"Tell them to do all the work they can outside if inside isn't ready yet."

"The FBI."

"Well, ask one of the older men. Do what you can. We can order any special parts we need."

"The FBI has come to put you in jail for the rest of your life."

"Yeah. Good. Do it." said Jimmy McQuade and went off into his comfortable dark world.

"See," said Mrs. McQuade with a strange sense of relief.

"Could you shake him again?" asked the spokesman for the pair.

Mrs. McQuade grabbed the closest piece of her husband and squeezed.

"Yeah. OK. Back to work," said Jimmy McQuade bounding from bed. He looked around, saw two men without tools in their hands, and finding nothing in the room that needed connecting, suddenly realized he was not at the building site.

"Home. Yeah. Hello, honey. What are these men doing here?"

"We're from the FBI, Mr. McQuade, we'd like to talk to you."

"Oh," said Jimmy McQuade. "Well. Okay."

His wife made a big pot of coffee.
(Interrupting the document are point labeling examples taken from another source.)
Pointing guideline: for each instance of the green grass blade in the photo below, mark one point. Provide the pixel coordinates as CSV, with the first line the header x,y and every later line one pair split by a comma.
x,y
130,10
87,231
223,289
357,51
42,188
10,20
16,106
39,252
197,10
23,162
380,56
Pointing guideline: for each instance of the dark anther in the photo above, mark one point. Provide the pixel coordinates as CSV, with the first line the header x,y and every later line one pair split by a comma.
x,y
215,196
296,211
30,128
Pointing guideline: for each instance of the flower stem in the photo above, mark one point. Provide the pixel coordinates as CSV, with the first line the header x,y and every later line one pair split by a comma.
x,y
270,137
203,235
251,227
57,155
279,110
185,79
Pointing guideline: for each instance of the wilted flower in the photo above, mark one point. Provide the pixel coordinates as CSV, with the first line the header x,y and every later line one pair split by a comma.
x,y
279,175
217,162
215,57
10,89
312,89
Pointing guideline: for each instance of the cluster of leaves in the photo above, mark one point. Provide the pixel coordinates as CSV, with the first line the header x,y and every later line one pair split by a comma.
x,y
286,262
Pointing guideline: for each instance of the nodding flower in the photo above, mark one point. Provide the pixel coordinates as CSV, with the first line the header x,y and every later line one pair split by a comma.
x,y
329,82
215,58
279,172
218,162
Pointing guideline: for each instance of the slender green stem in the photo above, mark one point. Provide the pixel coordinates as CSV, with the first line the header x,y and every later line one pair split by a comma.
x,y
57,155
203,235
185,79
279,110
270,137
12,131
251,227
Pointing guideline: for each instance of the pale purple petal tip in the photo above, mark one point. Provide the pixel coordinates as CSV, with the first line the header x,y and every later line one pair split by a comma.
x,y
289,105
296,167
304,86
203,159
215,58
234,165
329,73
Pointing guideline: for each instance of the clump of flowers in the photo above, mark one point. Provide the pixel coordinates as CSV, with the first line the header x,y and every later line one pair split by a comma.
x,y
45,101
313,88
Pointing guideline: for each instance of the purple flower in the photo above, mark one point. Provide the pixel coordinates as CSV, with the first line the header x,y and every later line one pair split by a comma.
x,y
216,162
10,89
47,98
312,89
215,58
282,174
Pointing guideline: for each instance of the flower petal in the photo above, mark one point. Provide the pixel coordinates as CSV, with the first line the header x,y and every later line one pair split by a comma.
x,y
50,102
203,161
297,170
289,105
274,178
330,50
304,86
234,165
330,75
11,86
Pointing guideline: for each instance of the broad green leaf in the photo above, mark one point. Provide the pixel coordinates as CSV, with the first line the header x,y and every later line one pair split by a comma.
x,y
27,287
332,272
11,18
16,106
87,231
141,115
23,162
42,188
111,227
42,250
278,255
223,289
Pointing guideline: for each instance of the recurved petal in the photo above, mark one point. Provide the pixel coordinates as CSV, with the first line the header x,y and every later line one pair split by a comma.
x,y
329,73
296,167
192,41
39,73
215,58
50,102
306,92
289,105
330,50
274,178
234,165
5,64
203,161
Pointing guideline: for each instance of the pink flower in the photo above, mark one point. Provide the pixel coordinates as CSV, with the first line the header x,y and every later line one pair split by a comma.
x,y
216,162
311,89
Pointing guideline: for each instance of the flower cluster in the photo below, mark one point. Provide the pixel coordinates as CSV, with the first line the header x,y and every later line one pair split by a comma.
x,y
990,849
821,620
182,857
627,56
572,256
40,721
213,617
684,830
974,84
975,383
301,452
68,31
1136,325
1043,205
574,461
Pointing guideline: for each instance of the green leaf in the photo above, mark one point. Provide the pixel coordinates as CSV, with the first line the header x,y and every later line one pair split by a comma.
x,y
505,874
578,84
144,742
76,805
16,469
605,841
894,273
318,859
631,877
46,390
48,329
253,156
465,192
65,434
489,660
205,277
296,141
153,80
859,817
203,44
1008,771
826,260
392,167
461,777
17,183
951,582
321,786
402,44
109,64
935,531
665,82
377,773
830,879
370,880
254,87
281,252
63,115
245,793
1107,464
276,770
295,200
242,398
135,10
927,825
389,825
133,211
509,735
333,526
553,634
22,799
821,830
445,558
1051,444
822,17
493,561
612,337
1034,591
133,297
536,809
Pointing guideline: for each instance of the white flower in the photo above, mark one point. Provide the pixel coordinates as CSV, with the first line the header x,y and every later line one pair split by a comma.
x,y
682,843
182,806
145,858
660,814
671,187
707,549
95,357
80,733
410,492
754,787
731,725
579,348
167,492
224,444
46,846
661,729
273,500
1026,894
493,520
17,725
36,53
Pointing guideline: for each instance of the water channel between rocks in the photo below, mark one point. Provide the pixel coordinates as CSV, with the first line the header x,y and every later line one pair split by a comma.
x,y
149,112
They talked in the kitchen.

"Some pretty interesting things are going on at your new job aren't they?"

"It's a job," said Jimmy McQuade.

"We believe it's more than a job. And we'd like your help."

"Look. I'm a good citizen but I'm a union man, too."

"Was Johnny Delano a union man also?"

"Yeah."

"Was he a good union man."

"Yeah."

"Was he a good union man when he quit?"

"Yeah. He couldn't take it and walked off the job. But he's a good union man."

The spokesman of the pair nodded and put a candid-size glossy photograph on the white formica of the kitchen table.

Jimmy McQuade looked at it.

"So. You got a picture of a pile of mud."

"The pile's name is Johnny Delano," said the FBI man.

Jimmy McQuade looked closer. "Oh, no," groaned Jimmy McQuade.